Auch der Kaiser steht nicht über dem Recht
Wie Österreich zu seiner Verfassung kam. Der ewige Streit um Macht – zwischen Wien und Ländern, Demokraten und Führerfiguren.
Am Anfang, könnte man sagen, gab es nur Gott und den König – der sich manchmal auch gleich Kaiser nannte. Alles Recht ging von Gott aus, und der Monarch stand in seiner Gnade und hatte in seinem Sinne zu herrschen.

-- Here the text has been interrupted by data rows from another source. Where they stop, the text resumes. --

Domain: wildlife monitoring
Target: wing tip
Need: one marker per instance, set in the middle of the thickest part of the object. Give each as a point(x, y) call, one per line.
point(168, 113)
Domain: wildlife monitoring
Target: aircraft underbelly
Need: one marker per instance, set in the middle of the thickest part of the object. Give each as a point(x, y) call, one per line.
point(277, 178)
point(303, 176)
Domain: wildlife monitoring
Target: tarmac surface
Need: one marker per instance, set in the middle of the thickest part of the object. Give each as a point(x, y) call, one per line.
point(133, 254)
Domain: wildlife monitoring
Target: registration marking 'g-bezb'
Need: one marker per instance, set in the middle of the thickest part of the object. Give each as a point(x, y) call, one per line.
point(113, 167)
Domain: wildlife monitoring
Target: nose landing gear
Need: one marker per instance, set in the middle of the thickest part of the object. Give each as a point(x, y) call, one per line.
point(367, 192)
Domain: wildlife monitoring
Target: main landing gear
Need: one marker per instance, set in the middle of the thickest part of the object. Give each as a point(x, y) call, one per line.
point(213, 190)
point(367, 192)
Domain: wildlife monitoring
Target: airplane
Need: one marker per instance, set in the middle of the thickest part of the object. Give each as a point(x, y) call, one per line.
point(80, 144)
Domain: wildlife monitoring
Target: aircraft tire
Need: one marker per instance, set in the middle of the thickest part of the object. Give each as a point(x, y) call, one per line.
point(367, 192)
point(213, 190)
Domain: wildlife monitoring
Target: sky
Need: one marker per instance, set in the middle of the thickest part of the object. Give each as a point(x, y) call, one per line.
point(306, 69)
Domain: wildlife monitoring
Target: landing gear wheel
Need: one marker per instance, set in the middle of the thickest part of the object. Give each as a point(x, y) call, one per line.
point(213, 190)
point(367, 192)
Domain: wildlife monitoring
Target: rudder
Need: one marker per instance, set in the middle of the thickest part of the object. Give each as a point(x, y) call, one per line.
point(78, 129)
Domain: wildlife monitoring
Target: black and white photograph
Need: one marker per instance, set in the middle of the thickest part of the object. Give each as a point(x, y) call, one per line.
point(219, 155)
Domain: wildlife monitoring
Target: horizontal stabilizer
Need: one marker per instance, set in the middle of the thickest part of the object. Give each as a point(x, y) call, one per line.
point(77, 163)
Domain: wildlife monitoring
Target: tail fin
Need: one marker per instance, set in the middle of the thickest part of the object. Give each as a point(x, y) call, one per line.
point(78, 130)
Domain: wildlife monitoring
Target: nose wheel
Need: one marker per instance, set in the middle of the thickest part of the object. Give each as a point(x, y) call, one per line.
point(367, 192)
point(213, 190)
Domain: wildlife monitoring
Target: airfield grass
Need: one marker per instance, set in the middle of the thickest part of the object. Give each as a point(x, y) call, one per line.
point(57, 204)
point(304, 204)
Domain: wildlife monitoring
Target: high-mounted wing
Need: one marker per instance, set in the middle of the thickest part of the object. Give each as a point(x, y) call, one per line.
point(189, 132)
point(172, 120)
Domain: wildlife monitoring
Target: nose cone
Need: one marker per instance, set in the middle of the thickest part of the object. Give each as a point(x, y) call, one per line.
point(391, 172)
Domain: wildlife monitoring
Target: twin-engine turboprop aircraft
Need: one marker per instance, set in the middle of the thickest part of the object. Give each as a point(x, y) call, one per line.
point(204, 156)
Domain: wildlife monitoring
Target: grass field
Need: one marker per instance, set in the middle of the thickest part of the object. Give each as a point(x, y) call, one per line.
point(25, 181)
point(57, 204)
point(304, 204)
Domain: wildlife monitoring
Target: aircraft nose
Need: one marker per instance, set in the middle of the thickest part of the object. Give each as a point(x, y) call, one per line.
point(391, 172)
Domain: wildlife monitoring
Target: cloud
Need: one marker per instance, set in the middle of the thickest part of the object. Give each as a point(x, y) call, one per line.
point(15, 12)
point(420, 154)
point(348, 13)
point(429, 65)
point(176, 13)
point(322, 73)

So sahen es wohl die meisten Menschen im Europa des Mittelalters, und die Gekrönten in den Palästen sahen es natürlich genauso. Zwar durfte man, so hieß es, auch einmal mit Gewalt gegen den König vorgehen, aber: nur in absoluten Extremsituationen, wenn der Monarch zum Tyrannen wurde. Wann aber war das der Fall? Das stand nirgends so genau.
In Österreich änderte sich alles, wenigstens kurz, im Jahr 1848. Bürgerliche Revolutionen brachen los, in Europa und auch in Österreich. Der autoritäre Staatskanzler Metternich floh, ein Reichstag trat zusammen, und der eingeschüchterte Kaiser Franz Joseph I. stimmte zu, eine Verfassung zu unterschreiben. Die trat auch am 25. April in Kraft. Aber sie war den Liberalen noch zu unmodern und autoritär, denn der Monarch hatte sich z. B. ein Vetorecht gegen unliebsame Gesetze des Parlaments gegönnt. Es kam zu weiteren Unruhen, der Kaiser ruderte zurück. Demokratisch orientierte Aktivisten formulierten in Kremsier ihre eigene Version österreichischer Verfasstheit. Die wirkte ziemlich modern, die „Leitung der Reichsregierung“haben die Minister, es gab Volkssouveränität und Gewaltenteilung.
Aber der Kaiser hatte keine Freude damit. Was war das Problem des Mannes in Schönbrunn? „Natürlich war das eine totale Umstellung, das passte überhaupt nicht zum Selbstbild des Monarchen, auch nicht in anderen Ländern Europas“, sagt etwa der Salzburger Historiker Robert Kriechbaumer. Denn eine geschriebene Verfassung bedeutet: Der König/Fürst/Kaiser ist nicht mehr nur der Untertan Gottes – sondern unterwirft sich einem von Menschen geschriebenen Dokument. Er steht nicht mehr über dem Recht. Und das mussten die Alphamänner in ihren Palästen wohl erst mal verdauen.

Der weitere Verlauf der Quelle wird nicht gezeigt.